Dual nip apparatus provide advantages where it is necessary to provide more precise motion control for sheet media. By using two pairs of rollers in series along the transport path, a more stable sheet media transport is provided, since the motion of the medium is controlled through at least one nip at any point during the image recording process. FIG. 1 shows, in schematic form, a conventional dual nip transport apparatus 10 as used for a sheet of recording medium 12. In the travel path, recording medium 12 is fed through an entrance nip 14 formed between an entrance drive roller 16 and a pressure roller 18, then through an exit nip 24 formed between an exit drive roller 26 and a pressure roller 28. Image data is recorded by a printhead 56 onto recording medium 12 in an imaging area 20 between entrance nip 14 and exit nip 24, typically using a laser or other source of electromagnetic radiation. In order to provide uniform speed with dual nip media transport apparatus 10, it is necessary to couple the speed of entrance drive roller 16 at entrance nip 14 with the speed of exit drive roller 26 at exit nip 24. The conventional method for coupling entrance and exit drive rollers 16 and 26 is using a belt 22, as shown in FIG. 1.

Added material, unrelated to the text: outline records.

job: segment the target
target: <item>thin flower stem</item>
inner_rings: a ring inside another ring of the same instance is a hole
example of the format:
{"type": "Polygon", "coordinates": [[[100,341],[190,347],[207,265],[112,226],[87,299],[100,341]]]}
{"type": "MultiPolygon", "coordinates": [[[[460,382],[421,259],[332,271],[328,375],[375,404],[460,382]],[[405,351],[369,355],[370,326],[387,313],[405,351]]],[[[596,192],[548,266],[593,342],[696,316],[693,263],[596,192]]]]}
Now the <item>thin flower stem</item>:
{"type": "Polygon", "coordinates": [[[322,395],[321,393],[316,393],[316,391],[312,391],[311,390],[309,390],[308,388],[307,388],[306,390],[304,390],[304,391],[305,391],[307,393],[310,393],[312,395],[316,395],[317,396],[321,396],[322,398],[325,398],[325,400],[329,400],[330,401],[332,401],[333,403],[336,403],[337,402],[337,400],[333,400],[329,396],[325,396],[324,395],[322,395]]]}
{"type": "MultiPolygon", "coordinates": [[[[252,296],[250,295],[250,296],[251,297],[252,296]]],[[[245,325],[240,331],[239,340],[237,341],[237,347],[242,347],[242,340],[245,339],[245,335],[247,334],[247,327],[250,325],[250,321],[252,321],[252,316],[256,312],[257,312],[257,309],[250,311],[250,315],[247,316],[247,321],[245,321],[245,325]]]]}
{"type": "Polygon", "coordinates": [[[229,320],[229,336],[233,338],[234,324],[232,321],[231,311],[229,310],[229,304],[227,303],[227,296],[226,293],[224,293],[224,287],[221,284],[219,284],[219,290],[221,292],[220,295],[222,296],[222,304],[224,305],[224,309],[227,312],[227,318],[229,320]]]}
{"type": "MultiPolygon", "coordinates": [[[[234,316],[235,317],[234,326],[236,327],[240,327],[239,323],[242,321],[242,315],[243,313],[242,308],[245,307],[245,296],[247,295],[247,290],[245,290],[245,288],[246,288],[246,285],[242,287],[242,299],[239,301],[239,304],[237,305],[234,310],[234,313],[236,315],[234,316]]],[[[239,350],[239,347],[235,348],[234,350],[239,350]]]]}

While the use of belt 22 for synchronizing entrance and exit drive rollers 16 and 26 works well in many applications, the precision afforded by this arrangement falls short of what is needed for high resolution imaging. Problems such as disturbance of uniform velocity or flutter cause variation in the transport velocity of recording medium 12, particularly during leading-edge and trailing-edge handling intervals in which recording medium 12 is gripped only at entrance nip 14 or exit nip 16. Other problems related to compliance and tracking render the use of belt 22 as an unsatisfactory solution, particularly for media such as film that is generally thicker and more rigid than paper media or for sheet media that can vary in thickness. Furthermore, belt 22 is a wear item that may require replacement and whose performance can be degraded by age, usage, and dust or dirt.
There are a number of alternatives for providing rotational motion to entrance and exit drive mechanisms. As one alternative, either entrance drive roller 16 or exit drive roller 26 could be directly coupled to a motor shaft, with coupling mechanisms provided between these rollers. However, due to inherent coupling losses and mechanical tolerances, it can be difficult to obtain a coupling arrangement that provides highly efficient coupling with minimum flutter. As another alternative, a third roller can be driven by the motor and used to couple rotation to entrance and exit rollers. While this option offers some advantages, its implementation is complicated by the need to maintain efficient coupling under load and to compensate for unwanted mechanical effects caused by motor rotation.
Thus, it can be seen that there is a need for a transport mechanism that provides precision handling of single sheet media at a constant transport speed, allowing full sheet imaging from leading to trailing edge.